Mexico-based reporter, Kristin Bricker, has been reporting for Narco News that according to Radio Es Lo De Menos, the military has set up roadblocks all over the country in an attempt to prevent Zelaya supporters from reaching the capital. The soldiers are also reportedly attempting to shut down public transportation.
Honduran labor leader Ángel Alvarado told TeleSUR that he has called a national strike for Monday in Honduras to protest of the coup. According to Daniel Ortega, President of Nicaragua, the Honduran military has closed the border between the two countries.
Only time will tell what course the next few days will bring, but the around the clock coverage by Telesur, and the immediate international solidarity echoed around the globe may have changed the face of military coup d’etats in Latin America.
Only a few short decades ago, military dictatorships ruled much of the region, and in Central America, those that weren’t, were steeped in brutal civil wars. In less than 24 hours after the Honduran coup, President Zelaya was joined by the countries of the progressive trading block, the Bolivarian Alliance for the Americas, (ALBA) in Nicaragua for an emergency presidential summit. The Presidents of Ecuador, Rafael Correa; Venezuela, Hugo Chávez; Bolivia, Evo Morales; Nicaragua, Daniel Ortega and others joined together with Zelaya and demanded the Honduran president be returned to power.
This is the new face of Latin America, and only with this international solidarity, and overwhelming repudiation against the blatant disregard for the rule of law, will these actions be isolated, overturned and hopefully never again repeated.

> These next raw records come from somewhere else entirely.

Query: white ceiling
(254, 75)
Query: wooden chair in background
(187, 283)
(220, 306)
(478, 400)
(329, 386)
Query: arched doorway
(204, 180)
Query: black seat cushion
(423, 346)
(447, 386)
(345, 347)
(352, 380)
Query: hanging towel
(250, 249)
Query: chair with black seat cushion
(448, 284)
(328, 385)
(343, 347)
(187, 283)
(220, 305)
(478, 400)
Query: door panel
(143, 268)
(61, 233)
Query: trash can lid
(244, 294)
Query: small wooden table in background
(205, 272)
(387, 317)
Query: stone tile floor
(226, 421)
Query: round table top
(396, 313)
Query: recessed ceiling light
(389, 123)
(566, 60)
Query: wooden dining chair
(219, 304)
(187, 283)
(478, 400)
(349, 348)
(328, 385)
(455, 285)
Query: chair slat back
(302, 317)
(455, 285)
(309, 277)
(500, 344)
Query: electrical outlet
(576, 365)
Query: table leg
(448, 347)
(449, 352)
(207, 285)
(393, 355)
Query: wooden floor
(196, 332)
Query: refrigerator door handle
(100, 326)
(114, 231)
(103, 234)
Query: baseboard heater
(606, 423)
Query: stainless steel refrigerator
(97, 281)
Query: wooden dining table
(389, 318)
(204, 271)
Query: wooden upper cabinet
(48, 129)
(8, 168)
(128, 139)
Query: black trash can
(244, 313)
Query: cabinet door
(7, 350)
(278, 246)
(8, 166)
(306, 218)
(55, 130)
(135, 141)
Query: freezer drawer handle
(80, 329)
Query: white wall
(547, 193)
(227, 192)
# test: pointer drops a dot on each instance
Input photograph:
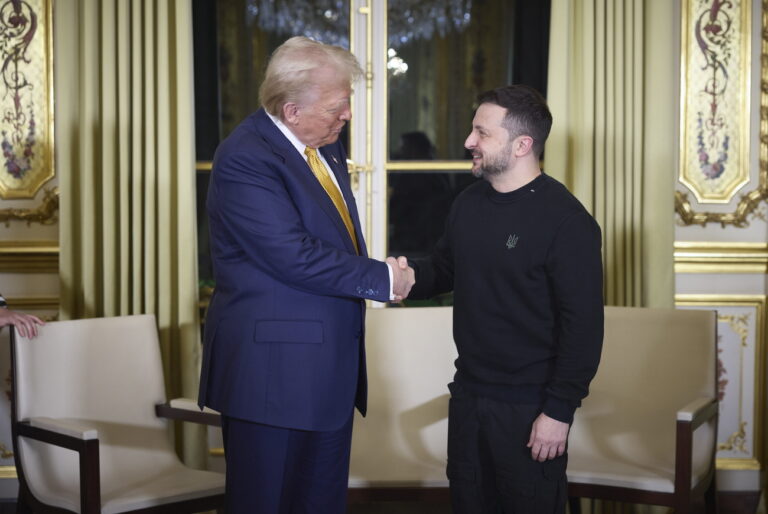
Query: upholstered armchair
(86, 431)
(647, 431)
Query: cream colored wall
(28, 268)
(403, 439)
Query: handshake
(403, 277)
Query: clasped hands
(403, 277)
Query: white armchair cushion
(101, 378)
(71, 427)
(658, 365)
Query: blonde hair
(289, 72)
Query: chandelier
(328, 20)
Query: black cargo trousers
(490, 468)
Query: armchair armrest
(184, 409)
(66, 427)
(698, 411)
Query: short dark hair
(527, 112)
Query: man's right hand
(26, 324)
(403, 277)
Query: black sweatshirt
(526, 272)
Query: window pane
(443, 53)
(419, 202)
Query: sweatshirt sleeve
(574, 264)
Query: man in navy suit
(284, 355)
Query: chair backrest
(103, 369)
(103, 374)
(654, 362)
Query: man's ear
(522, 145)
(290, 113)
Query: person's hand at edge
(26, 324)
(403, 277)
(548, 438)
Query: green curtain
(125, 155)
(612, 89)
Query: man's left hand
(548, 438)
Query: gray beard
(494, 167)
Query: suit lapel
(338, 165)
(297, 165)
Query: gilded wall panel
(740, 373)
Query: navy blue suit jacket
(284, 341)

That is the difference. It is the same story as before. Told with similar actors—some of whom even studied at the School of the Americas in Ft. Benning, Georgia — only this time we live in a different age; under a shifting geo-political backdrop. On the presidential level, the coup has been denounced across the planet, and governments are standing behind Zelaya. On the local level, Honduras’ Radio Es Lo De Menos has called on international activists to march on Honduran embassies across the globe. There is a necessary active roll for all to play. The difference could mean everything.
Like in Venezuela, where the people remember the way they flooded into the streets to demand the return of their President Hugo Chavez just two days after he had been taken from office, "Every April 11th has its April 13th".